Adding to the conspiracy theorists is the fact that Jan. 18 represented an options expiration date; this meant many puts and calls were due.
According to Barry Ritholtz of The Big Picture, shooting down a $500 conspiracy, explained that as options themselves can be traded, their values are correlated to their underlying stock’s price. When an expiration date nears, a stock can be attracted to a nice, round strike price.
This is called options pinning and it is a hedging behavior rather than illegal collusion, reported Bloomberg.
On Jan. 18., the lucky winner for Apple Inc. (NASDAQ:AAPL) was the round $500 share price.
Benjamin Golez, an assistant professor of finance at Notre Dame, concurred and wrote to Bloomberg in an e-mail, “On option expiration days the nearest strike price works like a magnet for the price of the underlying asset. Since strike prices are round numbers (typically $5 or $10 apart), and equity options expire on the third Friday each month, pinning can thus help us understand why stocks on the third Friday of each month have a tendency to close near round numbers.”
Perhaps this “conspiracy” came at an interesting time. There’s Apple’s upcoming fourth-quarter earnings report on Wednesday. In addition to potential questions about Friday’s $500 price, look for ones about the company’s gross margin guidance.
Recently, Apple’s stock have released numerous weaker-than-expected estimates, including lower than expected gross margin guidance for the December quarter. Many analysts will likely focus on this number in Wednesday’s report and it can be found in the company’s press release from a calculation in the income statement.
According to Chuck Jones, a Forbes contributor, a figure that analysts will keep an eye on is management’s March quarter gross margin guidance. That number will be disclosed in the company’s conference call from Peter Oppenheimer, Apple’s CFO, who will review the guidance numbers that Apple Inc. (NASDAQ:AAPL) provides to the group.
Jones’ sentiment regarding Apple has turned negatively in the last few months (with a large amount justified by lower EPS) but he believes the price drop is overdone.
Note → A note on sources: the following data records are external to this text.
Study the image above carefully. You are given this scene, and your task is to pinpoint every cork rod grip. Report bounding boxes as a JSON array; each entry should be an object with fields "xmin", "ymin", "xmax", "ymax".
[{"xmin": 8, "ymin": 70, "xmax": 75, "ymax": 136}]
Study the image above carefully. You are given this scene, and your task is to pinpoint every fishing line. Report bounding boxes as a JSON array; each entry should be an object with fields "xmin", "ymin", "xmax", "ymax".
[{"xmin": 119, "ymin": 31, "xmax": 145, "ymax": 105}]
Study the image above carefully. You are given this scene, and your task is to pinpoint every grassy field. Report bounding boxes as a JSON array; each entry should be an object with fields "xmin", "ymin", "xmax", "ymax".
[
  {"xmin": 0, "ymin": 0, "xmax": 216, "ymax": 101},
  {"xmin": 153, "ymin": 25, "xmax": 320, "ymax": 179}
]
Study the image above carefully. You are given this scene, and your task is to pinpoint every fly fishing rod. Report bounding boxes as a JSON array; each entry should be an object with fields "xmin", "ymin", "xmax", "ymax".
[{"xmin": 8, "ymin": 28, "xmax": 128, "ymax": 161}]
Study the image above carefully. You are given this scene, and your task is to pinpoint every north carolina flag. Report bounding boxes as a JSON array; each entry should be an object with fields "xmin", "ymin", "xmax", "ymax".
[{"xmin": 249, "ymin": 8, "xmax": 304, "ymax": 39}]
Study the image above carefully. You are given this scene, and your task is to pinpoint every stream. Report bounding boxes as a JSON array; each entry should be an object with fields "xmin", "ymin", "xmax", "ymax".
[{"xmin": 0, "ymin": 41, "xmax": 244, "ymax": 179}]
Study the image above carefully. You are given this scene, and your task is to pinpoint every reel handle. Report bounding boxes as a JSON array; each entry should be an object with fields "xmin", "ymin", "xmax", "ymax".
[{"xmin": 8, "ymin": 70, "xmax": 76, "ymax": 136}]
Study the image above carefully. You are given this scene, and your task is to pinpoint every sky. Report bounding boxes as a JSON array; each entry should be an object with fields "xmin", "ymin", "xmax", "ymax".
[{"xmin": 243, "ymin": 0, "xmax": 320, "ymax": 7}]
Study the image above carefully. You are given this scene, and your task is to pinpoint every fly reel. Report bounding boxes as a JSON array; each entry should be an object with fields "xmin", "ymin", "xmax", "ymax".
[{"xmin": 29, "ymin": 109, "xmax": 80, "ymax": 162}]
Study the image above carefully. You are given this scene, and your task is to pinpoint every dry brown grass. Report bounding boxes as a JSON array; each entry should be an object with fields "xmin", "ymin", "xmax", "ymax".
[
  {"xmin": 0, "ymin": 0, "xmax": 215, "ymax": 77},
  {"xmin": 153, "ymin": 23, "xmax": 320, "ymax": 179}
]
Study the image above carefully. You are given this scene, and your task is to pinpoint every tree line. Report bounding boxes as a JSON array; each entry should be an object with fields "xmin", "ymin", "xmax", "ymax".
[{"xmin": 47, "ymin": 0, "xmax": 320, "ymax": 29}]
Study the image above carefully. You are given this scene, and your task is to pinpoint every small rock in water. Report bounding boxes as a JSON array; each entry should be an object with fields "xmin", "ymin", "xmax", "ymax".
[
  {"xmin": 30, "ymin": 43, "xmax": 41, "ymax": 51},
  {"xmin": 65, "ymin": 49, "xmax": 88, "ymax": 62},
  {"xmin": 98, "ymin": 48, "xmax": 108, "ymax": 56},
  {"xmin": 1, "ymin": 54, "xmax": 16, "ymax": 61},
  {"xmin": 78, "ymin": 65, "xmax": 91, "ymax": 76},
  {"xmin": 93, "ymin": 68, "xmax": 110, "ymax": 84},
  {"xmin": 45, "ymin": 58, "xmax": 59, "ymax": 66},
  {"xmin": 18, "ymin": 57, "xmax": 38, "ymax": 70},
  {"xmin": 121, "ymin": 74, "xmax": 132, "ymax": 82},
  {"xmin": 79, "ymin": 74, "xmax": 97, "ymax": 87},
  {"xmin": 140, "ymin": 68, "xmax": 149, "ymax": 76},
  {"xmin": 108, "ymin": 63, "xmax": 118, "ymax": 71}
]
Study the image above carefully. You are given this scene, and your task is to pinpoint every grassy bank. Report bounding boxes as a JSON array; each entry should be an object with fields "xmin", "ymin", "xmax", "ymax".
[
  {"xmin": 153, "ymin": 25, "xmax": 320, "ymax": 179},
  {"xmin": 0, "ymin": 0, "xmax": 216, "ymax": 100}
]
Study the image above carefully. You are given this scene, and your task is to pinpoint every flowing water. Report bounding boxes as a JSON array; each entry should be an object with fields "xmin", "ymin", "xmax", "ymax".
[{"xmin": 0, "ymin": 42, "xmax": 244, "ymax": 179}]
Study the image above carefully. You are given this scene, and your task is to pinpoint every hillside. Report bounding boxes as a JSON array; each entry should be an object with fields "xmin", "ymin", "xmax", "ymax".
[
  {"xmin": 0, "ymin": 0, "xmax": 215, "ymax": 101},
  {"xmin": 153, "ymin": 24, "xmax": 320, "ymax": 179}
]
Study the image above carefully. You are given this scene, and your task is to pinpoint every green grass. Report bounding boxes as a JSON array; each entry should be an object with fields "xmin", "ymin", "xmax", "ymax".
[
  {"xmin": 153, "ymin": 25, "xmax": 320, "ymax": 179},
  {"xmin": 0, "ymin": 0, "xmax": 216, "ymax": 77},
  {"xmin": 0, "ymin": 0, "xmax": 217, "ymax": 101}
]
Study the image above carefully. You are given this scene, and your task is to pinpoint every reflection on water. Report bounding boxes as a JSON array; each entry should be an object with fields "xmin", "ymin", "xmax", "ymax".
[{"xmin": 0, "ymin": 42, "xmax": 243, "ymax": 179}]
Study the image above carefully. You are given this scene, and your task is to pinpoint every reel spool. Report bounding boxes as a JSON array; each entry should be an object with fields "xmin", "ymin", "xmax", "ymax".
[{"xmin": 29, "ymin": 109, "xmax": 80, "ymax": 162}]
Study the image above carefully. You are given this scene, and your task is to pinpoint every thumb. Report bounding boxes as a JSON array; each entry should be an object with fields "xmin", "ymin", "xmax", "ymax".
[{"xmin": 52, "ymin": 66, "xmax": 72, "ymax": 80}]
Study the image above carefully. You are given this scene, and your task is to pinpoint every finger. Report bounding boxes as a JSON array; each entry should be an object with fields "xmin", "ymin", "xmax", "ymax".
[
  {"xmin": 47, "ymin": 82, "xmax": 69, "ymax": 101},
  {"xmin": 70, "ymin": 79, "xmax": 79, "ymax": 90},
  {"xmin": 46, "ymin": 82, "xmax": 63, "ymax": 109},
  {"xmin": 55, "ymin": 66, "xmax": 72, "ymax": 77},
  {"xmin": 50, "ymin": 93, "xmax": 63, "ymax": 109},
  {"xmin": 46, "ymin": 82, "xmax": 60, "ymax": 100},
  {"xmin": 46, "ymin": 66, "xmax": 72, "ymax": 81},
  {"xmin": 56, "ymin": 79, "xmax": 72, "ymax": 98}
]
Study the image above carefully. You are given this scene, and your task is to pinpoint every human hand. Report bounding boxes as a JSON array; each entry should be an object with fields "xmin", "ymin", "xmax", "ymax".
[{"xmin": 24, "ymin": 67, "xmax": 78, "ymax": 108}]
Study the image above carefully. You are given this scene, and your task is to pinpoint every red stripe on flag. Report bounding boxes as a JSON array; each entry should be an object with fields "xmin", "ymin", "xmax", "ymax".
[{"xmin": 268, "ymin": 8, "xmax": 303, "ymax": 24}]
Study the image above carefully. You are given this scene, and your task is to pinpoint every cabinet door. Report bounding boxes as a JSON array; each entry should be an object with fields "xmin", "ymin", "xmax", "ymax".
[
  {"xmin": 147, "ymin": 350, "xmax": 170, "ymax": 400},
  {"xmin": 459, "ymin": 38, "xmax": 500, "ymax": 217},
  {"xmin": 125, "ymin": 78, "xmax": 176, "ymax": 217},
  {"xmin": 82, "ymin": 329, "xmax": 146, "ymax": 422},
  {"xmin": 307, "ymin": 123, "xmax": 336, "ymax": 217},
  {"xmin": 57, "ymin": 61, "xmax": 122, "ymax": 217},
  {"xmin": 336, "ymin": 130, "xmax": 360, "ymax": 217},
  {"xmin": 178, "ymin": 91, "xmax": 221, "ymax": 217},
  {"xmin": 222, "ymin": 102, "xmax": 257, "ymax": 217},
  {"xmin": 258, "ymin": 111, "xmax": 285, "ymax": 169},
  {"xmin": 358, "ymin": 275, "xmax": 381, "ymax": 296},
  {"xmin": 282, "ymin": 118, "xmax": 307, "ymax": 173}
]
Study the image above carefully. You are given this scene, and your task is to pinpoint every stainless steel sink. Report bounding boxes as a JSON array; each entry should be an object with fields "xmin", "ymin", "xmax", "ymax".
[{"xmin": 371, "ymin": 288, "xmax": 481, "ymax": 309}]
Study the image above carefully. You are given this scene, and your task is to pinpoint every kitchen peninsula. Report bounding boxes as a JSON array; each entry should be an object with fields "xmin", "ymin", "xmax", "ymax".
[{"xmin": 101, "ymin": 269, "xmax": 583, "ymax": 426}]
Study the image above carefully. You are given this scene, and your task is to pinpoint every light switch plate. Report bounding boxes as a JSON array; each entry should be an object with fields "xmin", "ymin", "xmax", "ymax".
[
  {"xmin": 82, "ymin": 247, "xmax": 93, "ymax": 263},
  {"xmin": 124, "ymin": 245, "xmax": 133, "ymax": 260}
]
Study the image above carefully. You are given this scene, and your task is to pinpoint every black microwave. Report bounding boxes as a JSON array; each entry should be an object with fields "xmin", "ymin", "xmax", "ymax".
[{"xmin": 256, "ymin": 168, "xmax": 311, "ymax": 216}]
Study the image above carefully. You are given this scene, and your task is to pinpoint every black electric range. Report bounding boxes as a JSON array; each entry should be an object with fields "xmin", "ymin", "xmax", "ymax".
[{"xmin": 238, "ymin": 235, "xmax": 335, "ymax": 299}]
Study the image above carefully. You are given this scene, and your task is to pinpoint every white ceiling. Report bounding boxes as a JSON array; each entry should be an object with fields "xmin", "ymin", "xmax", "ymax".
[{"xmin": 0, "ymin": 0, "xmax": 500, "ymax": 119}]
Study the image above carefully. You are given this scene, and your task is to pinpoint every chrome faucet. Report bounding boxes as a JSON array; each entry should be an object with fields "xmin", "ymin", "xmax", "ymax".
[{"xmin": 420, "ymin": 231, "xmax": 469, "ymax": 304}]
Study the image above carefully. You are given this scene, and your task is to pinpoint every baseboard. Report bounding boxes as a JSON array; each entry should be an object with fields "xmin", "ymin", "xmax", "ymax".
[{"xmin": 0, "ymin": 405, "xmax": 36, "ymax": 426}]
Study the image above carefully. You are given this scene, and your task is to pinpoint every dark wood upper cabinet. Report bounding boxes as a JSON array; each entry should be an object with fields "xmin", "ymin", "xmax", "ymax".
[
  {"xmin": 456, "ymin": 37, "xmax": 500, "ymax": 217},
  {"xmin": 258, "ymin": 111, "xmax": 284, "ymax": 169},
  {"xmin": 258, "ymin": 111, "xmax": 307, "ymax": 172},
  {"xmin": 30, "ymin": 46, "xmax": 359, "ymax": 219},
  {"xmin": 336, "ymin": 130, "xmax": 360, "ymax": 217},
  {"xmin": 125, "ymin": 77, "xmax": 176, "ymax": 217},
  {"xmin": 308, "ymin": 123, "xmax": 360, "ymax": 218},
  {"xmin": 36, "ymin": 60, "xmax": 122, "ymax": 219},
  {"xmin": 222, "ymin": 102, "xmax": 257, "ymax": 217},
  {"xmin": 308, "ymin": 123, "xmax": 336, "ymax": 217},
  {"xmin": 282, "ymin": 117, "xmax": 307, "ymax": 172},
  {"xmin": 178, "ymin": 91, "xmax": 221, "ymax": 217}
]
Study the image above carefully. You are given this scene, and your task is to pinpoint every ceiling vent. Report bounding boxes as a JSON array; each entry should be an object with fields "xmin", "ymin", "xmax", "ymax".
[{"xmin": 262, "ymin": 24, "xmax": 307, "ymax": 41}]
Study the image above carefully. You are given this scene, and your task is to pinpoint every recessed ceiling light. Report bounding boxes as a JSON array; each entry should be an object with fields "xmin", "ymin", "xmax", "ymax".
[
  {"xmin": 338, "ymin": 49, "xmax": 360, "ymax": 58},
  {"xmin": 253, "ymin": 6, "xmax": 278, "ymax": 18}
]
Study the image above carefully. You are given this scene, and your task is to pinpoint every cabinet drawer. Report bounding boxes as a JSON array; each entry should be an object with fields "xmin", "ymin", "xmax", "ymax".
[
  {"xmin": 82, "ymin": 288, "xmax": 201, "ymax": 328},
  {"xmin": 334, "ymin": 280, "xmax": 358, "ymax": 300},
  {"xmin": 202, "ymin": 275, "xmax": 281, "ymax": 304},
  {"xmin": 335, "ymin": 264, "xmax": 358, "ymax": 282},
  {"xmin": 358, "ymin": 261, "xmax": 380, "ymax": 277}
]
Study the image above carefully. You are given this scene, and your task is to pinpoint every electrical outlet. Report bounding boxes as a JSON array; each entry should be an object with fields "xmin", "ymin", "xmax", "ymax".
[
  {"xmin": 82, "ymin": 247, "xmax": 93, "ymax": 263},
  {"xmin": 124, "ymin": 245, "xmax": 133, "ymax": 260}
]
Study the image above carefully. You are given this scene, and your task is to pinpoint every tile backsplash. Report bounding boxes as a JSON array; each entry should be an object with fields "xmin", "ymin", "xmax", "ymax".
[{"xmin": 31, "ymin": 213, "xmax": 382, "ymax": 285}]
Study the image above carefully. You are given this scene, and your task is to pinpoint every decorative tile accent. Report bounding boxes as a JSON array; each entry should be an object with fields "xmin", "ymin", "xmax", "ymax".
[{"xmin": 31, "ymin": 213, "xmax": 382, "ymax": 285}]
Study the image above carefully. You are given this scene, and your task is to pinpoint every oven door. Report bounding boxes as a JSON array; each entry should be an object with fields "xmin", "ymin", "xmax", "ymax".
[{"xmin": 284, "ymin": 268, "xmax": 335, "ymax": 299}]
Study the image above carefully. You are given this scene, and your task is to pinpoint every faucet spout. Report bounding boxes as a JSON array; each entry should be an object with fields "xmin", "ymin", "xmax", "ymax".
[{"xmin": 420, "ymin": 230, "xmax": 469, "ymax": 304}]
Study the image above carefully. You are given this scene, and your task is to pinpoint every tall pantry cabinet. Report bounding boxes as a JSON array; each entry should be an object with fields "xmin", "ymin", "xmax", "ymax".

With the December quarter’s gross margin hitting 38.5% or higher (2.5% above guidance of 36%; he estimates 38.8%) and March quarter guidance for revenue and margins are within analysts estimates, EPS estimates could begin moving up.
Add in reasonable valuations (10x on this year’s earnings of about $50 and $100 in excess cash per share by 2013’s end), Jones thinks the stock will rally and has a $700 target price on the stock.
On Tuesday, shares were trading at $503.94, up 0.79 percent.